[libcxx-commits] [PATCH] D91141: [9/N] [libcxx] Implement the stat function family on top of native windows APIs

Martin Storsjö via Phabricator via libcxx-commits libcxx-commits at lists.llvm.org
Mon Jan 18 11:07:58 PST 2021

mstorsjo added inline comments.

Comment at: libcxx/src/filesystem/filesystem_common.h:250-282
+#undef _S_IFMT
+#undef _S_IFDIR
+#undef _S_IFCHR
+#undef _S_IFIFO
+#undef _S_IFREG
+#undef _S_IFBLK
+#undef _S_IFLNK
ldionne wrote:
> mstorsjo wrote:
> > mstorsjo wrote:
> > > ldionne wrote:
> > > > Why are those defines necessary?
> > > Various versions of C runtimes used have fewer or more of them defined: to make things consistent across them, I undefine all existing defines and use our own.
> > I guess such a clarifying comment would help here.
> Just to understand, you're talking about the runtime headers for various versions of Windows? Is this not possible to fix by requiring a recent-ish version of those headers when building libc++?
No, it's more involved than that. There's two major toolchain styles for Windows; MSVC (the official, nonredistributable tools) and mingw (opensource, public-domain remake of windows headers). They target a number of different C runtime versions. (On Windows, the C runtime was traditionally not a system component - the system shipped with one legacy version, MSVC toolchains ship a newer one that you bundle with your app, and on Windows 10, there's both the legacy and the modern one shipped in the system).

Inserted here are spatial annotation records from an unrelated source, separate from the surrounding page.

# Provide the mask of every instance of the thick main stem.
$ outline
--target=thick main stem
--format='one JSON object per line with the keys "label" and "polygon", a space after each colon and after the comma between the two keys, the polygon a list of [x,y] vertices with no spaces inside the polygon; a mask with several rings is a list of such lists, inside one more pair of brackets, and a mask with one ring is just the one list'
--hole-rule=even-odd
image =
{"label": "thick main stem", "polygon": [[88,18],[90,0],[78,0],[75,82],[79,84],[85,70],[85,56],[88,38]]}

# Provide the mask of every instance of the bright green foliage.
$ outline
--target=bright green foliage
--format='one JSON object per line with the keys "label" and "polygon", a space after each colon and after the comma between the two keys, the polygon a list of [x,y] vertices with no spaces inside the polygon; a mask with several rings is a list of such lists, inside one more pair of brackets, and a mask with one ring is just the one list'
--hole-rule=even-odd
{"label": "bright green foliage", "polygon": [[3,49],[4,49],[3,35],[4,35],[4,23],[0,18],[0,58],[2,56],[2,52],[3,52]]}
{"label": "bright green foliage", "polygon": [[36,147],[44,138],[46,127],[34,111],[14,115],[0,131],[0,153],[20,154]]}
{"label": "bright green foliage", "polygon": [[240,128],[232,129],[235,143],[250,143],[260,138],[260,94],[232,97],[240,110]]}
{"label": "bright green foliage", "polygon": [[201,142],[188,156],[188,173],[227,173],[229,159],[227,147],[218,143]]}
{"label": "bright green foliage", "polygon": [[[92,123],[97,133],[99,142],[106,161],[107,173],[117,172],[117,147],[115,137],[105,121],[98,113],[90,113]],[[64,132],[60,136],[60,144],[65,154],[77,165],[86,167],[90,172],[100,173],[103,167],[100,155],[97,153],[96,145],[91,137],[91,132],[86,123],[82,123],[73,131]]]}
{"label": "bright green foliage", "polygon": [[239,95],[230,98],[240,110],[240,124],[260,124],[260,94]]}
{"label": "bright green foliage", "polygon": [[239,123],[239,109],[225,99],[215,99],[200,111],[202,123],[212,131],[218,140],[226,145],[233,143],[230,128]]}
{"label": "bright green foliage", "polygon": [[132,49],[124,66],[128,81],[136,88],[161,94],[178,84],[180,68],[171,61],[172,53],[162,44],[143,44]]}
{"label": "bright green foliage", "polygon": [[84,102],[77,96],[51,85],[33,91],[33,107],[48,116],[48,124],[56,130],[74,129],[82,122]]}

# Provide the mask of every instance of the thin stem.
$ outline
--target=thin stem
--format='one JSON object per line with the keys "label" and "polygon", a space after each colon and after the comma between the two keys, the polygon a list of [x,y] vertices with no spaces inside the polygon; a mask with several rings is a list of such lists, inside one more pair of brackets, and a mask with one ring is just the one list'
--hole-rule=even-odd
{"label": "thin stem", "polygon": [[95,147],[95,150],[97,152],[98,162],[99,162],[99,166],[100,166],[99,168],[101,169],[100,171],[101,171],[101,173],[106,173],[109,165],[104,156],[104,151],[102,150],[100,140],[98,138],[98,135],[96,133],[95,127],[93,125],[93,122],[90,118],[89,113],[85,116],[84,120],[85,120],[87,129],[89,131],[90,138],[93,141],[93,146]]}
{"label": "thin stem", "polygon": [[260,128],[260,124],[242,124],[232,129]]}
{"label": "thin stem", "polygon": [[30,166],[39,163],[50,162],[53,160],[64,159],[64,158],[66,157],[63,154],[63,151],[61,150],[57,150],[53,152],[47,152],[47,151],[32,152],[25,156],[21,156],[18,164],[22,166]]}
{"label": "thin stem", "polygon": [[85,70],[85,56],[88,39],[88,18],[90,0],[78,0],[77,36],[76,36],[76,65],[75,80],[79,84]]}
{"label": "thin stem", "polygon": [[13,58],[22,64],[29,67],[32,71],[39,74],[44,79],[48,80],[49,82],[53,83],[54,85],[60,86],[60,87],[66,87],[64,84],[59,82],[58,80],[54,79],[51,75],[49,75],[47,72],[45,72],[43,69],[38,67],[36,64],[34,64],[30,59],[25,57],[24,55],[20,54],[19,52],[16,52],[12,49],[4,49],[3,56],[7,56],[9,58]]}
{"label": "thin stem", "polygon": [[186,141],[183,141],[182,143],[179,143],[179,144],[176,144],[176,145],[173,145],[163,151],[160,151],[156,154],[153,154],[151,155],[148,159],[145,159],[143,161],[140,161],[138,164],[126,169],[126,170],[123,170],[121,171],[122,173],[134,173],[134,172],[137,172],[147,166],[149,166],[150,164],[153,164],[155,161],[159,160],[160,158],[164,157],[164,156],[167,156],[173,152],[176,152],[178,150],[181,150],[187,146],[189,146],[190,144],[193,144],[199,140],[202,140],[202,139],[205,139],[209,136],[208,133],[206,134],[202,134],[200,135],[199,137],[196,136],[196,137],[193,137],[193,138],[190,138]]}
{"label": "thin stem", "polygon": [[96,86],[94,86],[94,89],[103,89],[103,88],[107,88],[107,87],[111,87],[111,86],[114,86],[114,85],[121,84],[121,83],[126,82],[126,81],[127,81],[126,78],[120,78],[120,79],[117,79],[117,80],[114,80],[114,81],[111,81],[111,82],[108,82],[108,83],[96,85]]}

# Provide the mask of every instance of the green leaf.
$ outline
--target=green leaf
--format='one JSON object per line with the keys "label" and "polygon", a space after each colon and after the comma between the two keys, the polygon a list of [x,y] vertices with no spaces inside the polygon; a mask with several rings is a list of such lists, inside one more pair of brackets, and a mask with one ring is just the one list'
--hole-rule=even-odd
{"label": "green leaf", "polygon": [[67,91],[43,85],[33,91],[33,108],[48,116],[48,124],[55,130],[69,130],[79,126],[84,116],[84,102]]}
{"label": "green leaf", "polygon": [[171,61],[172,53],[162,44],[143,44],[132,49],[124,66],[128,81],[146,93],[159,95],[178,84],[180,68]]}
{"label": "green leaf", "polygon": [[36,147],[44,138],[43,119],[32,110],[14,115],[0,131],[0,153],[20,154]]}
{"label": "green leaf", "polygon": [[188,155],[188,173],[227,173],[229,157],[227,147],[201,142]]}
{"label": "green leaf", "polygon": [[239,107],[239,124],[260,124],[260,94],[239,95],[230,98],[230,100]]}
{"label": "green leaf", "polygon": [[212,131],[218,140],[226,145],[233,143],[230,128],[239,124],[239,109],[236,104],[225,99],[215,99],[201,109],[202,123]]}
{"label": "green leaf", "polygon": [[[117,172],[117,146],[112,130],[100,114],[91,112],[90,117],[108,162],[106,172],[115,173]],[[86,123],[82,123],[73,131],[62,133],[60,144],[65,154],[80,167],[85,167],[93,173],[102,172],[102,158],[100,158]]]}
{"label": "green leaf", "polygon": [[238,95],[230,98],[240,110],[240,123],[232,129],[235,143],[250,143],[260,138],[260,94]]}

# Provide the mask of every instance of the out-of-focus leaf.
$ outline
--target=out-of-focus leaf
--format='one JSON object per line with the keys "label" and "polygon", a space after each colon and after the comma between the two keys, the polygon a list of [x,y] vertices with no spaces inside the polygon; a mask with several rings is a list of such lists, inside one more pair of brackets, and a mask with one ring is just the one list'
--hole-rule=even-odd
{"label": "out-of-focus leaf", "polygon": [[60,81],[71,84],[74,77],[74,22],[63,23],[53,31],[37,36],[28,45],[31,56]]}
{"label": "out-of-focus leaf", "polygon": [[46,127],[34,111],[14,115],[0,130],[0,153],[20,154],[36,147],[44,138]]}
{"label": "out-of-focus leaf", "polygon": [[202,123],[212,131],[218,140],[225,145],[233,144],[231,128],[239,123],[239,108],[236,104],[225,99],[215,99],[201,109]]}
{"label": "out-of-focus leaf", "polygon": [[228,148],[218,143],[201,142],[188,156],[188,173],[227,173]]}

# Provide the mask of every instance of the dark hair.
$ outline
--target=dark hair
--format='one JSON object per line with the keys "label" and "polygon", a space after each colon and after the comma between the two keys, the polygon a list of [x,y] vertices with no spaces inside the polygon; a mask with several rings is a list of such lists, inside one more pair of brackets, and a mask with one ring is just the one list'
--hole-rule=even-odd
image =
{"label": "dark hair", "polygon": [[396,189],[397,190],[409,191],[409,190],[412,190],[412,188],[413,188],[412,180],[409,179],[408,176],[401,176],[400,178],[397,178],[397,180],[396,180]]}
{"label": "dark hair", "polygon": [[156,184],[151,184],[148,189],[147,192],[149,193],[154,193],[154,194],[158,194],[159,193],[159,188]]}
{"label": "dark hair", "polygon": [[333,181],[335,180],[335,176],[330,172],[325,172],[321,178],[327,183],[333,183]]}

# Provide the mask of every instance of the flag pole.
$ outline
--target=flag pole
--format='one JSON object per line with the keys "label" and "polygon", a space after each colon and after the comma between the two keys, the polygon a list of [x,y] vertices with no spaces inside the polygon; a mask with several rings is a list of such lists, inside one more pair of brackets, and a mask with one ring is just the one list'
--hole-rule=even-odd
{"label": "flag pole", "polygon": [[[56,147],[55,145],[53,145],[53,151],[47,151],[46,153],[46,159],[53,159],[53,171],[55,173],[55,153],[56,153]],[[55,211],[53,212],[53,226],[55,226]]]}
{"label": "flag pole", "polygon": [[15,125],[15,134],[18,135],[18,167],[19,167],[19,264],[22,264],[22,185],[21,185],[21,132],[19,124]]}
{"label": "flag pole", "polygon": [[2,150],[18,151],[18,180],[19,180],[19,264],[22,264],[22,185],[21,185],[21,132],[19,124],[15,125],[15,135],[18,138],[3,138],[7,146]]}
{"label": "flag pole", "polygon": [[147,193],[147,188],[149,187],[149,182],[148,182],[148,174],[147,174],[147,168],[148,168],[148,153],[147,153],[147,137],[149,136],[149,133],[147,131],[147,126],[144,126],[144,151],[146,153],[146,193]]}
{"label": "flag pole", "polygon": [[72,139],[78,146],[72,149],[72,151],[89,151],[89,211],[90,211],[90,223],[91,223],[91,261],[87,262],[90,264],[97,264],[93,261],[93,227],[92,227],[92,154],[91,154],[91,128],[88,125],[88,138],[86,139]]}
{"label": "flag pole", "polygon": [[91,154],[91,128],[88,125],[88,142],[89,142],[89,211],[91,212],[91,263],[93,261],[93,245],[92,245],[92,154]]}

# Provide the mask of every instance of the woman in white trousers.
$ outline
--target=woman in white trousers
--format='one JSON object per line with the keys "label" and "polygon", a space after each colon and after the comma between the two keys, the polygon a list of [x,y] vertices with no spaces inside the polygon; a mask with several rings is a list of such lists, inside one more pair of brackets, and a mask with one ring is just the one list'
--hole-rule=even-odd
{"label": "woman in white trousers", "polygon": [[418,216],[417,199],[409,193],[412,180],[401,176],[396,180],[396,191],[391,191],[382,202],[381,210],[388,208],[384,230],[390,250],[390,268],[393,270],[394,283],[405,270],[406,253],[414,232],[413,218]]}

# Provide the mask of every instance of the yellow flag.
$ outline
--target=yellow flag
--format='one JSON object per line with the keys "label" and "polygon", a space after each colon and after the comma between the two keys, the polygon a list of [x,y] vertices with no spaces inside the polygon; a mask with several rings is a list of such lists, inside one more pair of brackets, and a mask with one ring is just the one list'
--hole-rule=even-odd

So practically wrt this, it's not so much about requiring a new enough version - there's two entirely different toolchains that we need to support, and this particular area (stat functions, structs and related defines/macros) is differing annoyingly between the two.

Both of them provide constants _S_IFMT up to _S_IFREG. Neither of them provides _S_IFBLK, _S_IFLNK or _S_IFSOCK. Mingw does provide S_ISDIR up to S_ISREG, MSVC doesn't. Neither of them provide S_ISBLK, S_ISLNK or S_ISSOCK. 

We don't want to use the actual stat*() functions provided by the C runtimes (either version) because none of them really do what we want them to - so that's why I'd prefer to just flat out ignore the differing mess of what those toolchains provide in this context, as we provide our own implementation anyway.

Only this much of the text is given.